Distance Power $p$ : A hyperparameter $\tilde{d}_{ij} = d_{ij}^p$ acts as a contrast modulator for the semantic curve. While $p=1$ is default, $p=2$ was found superior for segmenting existing videos.

6. User Study

A subjective user study confirmed the method significantly improves semantic pacing (88% preference) while maintaining visual quality.

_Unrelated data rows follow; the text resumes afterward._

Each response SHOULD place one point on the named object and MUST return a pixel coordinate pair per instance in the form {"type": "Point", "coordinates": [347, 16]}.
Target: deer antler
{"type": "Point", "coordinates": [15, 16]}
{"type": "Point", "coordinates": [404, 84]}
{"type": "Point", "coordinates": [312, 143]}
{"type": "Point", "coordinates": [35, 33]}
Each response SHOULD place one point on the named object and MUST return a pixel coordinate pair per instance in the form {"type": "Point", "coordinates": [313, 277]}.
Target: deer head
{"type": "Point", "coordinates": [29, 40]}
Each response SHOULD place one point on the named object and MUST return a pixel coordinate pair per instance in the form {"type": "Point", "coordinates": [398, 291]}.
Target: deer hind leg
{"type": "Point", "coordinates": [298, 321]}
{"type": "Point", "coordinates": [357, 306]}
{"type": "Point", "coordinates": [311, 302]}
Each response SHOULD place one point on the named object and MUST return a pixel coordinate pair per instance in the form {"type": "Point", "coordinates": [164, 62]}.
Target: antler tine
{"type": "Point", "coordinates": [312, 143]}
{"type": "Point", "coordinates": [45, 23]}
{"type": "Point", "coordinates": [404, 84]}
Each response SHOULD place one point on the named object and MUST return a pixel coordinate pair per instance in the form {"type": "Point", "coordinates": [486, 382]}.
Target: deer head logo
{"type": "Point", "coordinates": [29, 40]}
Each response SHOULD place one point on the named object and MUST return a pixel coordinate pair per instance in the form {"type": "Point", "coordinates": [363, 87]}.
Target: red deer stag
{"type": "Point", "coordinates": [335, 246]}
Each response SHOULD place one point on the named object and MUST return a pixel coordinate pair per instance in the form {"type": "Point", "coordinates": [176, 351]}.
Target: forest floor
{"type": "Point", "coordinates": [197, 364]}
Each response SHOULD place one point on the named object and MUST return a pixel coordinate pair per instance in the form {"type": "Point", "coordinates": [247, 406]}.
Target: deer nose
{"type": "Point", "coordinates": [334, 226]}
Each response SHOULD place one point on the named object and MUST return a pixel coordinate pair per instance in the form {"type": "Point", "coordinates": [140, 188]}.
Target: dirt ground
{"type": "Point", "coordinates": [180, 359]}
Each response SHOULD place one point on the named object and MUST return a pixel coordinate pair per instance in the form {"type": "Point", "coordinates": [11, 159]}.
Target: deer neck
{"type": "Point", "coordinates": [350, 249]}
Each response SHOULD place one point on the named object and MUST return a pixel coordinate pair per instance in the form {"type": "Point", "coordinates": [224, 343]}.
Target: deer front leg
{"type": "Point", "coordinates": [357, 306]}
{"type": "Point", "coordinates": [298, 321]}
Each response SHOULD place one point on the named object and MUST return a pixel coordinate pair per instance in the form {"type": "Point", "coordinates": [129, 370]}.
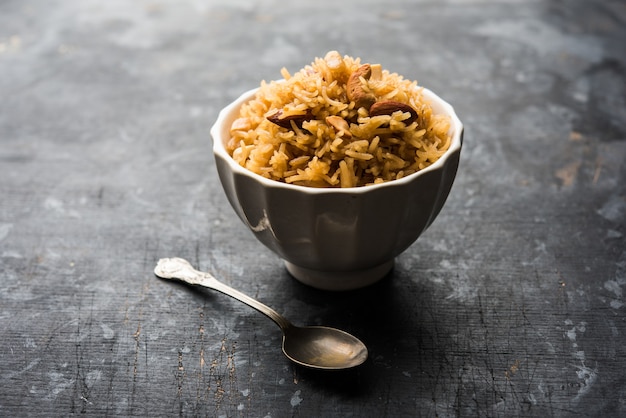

Theoretical and Practical Implications

Theoretical: Provides a foundational, interpretable metric for analyzing temporal semantic behavior in generative models. It shifts focus from mere temporal smoothness to the evolution of meaning, enabling principled comparison across different models and generation techniques.
Practical: Offers a plug-and-play tool for improving video generation. The ReTime method requires no model retraining or fine-tuning, making it readily applicable to existing diffusion-based video models. It enhances applications in VFX, cinematic transitions, and content creation by producing smoother, more predictable transformations. The ability to retime existing videos also opens up post-production editing possibilities.

Conclusion

The Semantic Progress Function provides a simple yet powerful framework for analyzing and controlling semantic evolution in video sequences. By making semantic pacing explicit and measurable, it enables the diagnosis of uneven transitions and the application of principled corrections like semantic linearization.

Limitations: The SPF can be influenced by strong non-semantic variations (e.g., rapid camera motion, lighting changes). Iterative refinement may push temporal embeddings out-of-distribution if over-applied. Disentangling motion, appearance, and semantics remains a challenge.

Future Work: Directions include developing motion-aware embeddings for robustness, extending the framework to multi-dimensional semantic factor analysis, and leveraging linearized sequences as training data for edit-strength controlled models. The SPF also has potential applications in video benchmarking, summarization, and thumbnailing.